Dernier point en ce qui concerne la procédure devant la Cour, après tout un cheminement dans lequel il y a encore une possibilité pour des associations comme ATD Quart Monde d’intervenir, c’est la tierce intervention.
Cela veut dire qu’un groupe vient et dit : « Moi, je n’ai rien à voir avec le cas mais je voudrais simplement vous expliquer de manière générale l’enjeu de cette question. » Je prends un exemple dans un autre domaine, cette fameuse affaire « T and V contre Royaume-Uni » : ce sont deux garçons de dix ans qui ont battu à mort un bambin dans un centre commercial. Un recours a été introduit devant la Cour européenne des droits de l’homme pour signifier qu'intenter un procès d’assise à des enfants de dix ans pose problème. On a vu des groupes, des associations venir exposer à la Cour l’enjeu de la majorité pénale à dix ans. On a vu aussi un autre groupe venir expliquer à la Cour l’enjeu de la souffrance des victimes dans ce type de situation.

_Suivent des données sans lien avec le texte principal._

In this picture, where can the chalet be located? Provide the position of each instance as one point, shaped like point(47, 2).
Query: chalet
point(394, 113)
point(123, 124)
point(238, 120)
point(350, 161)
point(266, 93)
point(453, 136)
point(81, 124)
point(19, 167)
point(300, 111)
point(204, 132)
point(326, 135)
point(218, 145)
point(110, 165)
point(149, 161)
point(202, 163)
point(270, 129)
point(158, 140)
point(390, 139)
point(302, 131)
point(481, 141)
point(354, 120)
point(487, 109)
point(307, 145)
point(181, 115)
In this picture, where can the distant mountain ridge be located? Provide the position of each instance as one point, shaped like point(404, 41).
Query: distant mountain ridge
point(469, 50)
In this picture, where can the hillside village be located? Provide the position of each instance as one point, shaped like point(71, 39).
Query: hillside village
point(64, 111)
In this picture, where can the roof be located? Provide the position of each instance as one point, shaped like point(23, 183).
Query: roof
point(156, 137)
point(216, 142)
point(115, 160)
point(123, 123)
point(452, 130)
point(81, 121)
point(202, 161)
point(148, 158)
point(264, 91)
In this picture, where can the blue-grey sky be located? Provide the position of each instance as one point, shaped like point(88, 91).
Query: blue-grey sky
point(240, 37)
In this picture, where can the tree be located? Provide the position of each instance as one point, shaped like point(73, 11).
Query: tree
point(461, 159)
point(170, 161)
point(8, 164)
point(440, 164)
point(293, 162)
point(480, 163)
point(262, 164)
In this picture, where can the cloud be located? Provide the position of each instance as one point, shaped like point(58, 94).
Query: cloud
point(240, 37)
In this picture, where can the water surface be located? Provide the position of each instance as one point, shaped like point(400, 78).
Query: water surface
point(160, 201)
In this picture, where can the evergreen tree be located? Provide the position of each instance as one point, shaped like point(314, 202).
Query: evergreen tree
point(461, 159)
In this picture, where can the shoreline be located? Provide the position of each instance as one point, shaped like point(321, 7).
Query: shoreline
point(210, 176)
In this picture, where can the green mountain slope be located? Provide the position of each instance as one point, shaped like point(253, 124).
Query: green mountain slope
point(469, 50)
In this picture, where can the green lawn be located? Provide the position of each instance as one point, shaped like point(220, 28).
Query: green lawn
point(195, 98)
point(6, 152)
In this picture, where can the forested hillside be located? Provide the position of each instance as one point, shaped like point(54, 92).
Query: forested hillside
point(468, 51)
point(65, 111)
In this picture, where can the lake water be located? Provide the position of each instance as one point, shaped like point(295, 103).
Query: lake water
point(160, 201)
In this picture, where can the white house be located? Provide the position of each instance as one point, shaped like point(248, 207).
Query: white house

La tierce intervention pourrait certainement permettre à des groupes comme ATD Quart Monde d’éclairer la Cour sur la réalité d’une situation.

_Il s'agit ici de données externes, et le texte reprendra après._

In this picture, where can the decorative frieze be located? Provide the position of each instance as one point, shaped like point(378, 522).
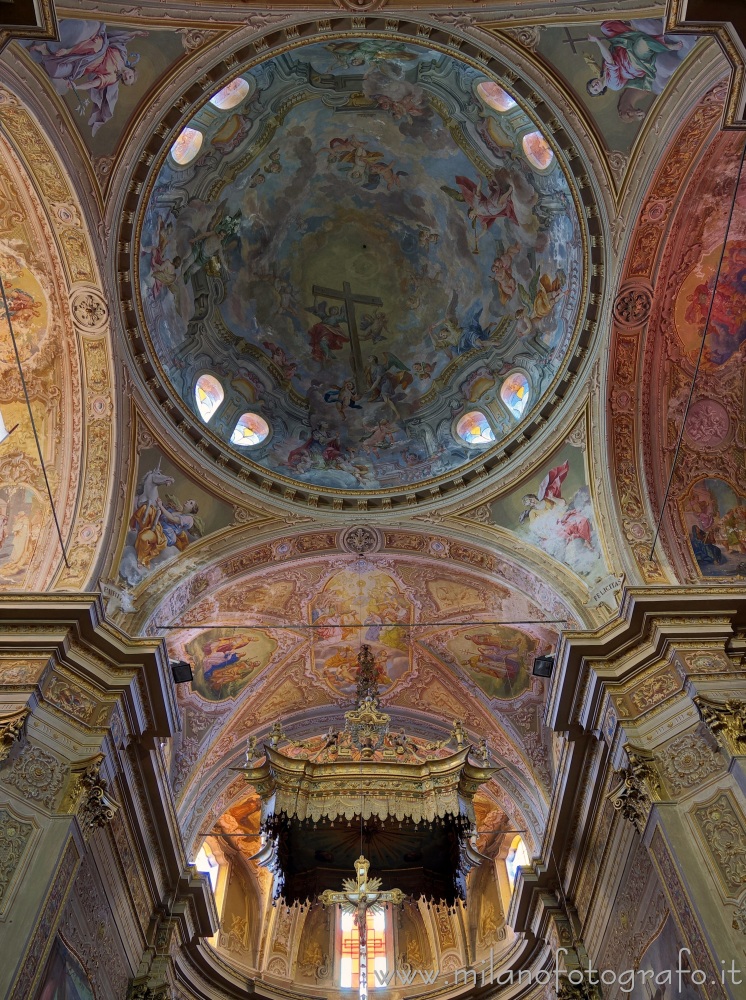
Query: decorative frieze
point(687, 761)
point(15, 835)
point(95, 807)
point(38, 775)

Et puis, après tout le cheminement, l'arrêt intervient : il constate ou ne constate pas une violation de la Convention. Un arrêt de la Cour travaille pour le futur, il faut être bien clair. La personne elle-même qui a fait tout ce cheminement aura la satisfaction morale d’avoir obtenu gain de cause, obtiendra peut-être un dédommagement, mais, fondamentalement, la portée d’un arrêt de la Cour est de veiller à ce que la violation ne se reproduise plus, et donc que la situation change. Et toujours dans cet arrêt Scozzari et Giunta, j’ai été frappée de constater que l’exécution de l'arrêt de la Cour, aujourd’hui en Italie, se heurte à des problèmes majeurs, et je constate que les problèmes majeurs, par rapport à l’exécution de cet arrêt, sont au niveau des services sociaux qui manifestent, à l’égard de la jurisprudence de la Cour, une très forte résistance. Alors voilà, cela pose vraiment problème, cela pose évidemment cette question de la résistance ou de la non-résistance à ce contrôle européen de la Cour européenne des droits de l’homme.

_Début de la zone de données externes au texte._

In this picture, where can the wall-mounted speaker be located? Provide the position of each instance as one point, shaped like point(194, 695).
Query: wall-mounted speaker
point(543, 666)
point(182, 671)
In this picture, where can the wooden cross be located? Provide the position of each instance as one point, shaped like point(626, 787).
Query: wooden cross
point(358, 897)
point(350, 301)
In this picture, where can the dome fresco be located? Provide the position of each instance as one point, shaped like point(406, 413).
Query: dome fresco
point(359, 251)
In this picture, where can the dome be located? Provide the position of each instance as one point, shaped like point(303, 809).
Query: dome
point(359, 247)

Je voudrais simplement conclure en disant que : la Cour n’est pas au-dessus de vous, la Cour est avec vous. La Cour est un outil que vous devez mobiliser et j'aimais beaucoup ce qu'Henri Bossan a dit : « Le droit est entre nos mains ». C'est à nous de l'utiliser au mieux, chacun selon le rôle et la fonction qu'il remplit dans ce grand ensemble.